On May 21, Malaysian prime minister Anwar Ibrahim announced that the country will implement targeted subsidies on fuel, starting with diesel.
It is projected that the subsidy rationalisation program will save Malaysia RM 4 billion (S$1.15 billion) annually.
A definitive start date was not revealed.
Blanket party
Anwar delivered the news in a over 40-minute long speech that was also live-streamed on social media and on major news channels.
Anwar said that the current scheme of providing a blanket subsidy for all purchases of diesel by Malaysian cars was not logical nor reasonable, as reported by MalaysiaKini.
Instead, the government will replace the blanket subsidy with a targeted subsidy, that would only be accessible to the bottom 40 and middle 40 per cent income groups, as well as the operators of diesel vehicles in specific economic sectors.
Anwar did not reveal a definitive start date for the end of blanket subsidies or the start of the new targeted subsidy program, instead saying that relevant ministries would share more information soon.
East Malaysia unaffected
During the speech he said that the fuel subsidy changes would only apply to Peninsula Malaysia.
The introduction of the targeted diesel subsidy in Sabah and Sarawak would be postponed, as almost all families there use diesel for their vehicles.
Bernama reported that in order to curb drastic rises in the price of goods and services, the government is preparing subsidies for traders using commercial diesel vehicles.
Lower-income groups unaffected
Public transport vehicles and goods transportations vehicles would receive subsidies in order to help them, such as bus and taxi operators, and fishermen.
The government agreed to provide cash assistance to owners or private diesel vehicles that are eligible, including smallholders, farmers and traders.
He said that the targeted diesel subsidy was aimed at the poorest 40 per cent and the middle 40 per cent income groups who need to use diesel for their businesses, farming, mining, rearing livestock, or fishing.
These groups, Anwar said, would not be impacted by the hike in diesel prices.
Top 20 per cent and foreigners
Anwar also said that by tying diesel subsidies to already existing government programs, it meant that the Malaysian government would be able to better target the subsidy.
This means that the top 20 per cent of income earners and 3.8 million foreigners, presumably residents in Malaysia, will not be eligible for the targeted fuel subsidy.
Anwar estimated that the change to a targeted fuel subsidy would save the Malaysian government RM4 billion (S$1.15 billion) annually.
He said:
“The targeted diesel subsidy will only impact the rich and foreigners and not burden the rakyat (people)”.

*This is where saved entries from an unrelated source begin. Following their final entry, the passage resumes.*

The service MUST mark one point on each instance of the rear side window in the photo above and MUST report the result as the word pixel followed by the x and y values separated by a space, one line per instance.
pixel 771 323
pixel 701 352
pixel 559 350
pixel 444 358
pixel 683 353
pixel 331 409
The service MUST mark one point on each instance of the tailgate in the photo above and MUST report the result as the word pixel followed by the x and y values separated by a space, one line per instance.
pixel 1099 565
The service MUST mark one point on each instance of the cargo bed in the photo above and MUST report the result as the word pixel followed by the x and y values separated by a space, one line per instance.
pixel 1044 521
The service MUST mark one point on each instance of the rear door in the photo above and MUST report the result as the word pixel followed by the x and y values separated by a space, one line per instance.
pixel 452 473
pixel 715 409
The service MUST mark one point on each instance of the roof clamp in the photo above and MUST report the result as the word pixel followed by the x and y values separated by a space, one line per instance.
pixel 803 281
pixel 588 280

Anwar also announced further cash assistance and allocations delivered through existing aid programs, which the government was paying for through funds it had saved from “wasted subsidies that profited the wealthy and foreigners”.
Will this move stop Singaporeans?
The announcement comes 10 days after the Kuala Kubu Bahru by-election.
The election was won by the Pakatan Harapan coalition, and generally seen as an endorsement of Anwar’s unity government.
However, prior to the by-election, it was reported by ST that Anwar's government planned to cut fuel subsidies just after the by-election.
Anwar called the reporting of the story “unethical”, although he did not mention the Singaporean publication by name.
His Communications Minister Fahmi Fadzil said on May 4 that the reports had “pre-empted” the process, and that the Malaysian cabinet had yet to discuss the issue at the itme.
Anwar has joked before that the blanket fuel subsidy mainly benefitted Singaporeans going to Malaysia to buy cheap fuel.
While this first stage is unlikely to affect many Singaporeans, when the fuel subsidy reduction finally impacts petrol, we may finally see an end of Malaysian motorists complaining about Singaporean cars “stealing” subsidised fuel.
Cheapest in the world
Fuel in Malaysia is some of the cheapest in the world due to subsidies introduced in 1983.
According to Bloomberg, when combined with cooking oil subsidy, it cost the Malaysian government RM81 billion (S$23.3 billion) last year.
However, Anwar is attempting to end subsidies amidst a major cost of living crisis, risking making a naturally unpopular move even more so.
But Malaysia is also facing high levels of government debt, estimated to be over 60 per cent of GDP, and has said he will do what he can to cut wasteful spending.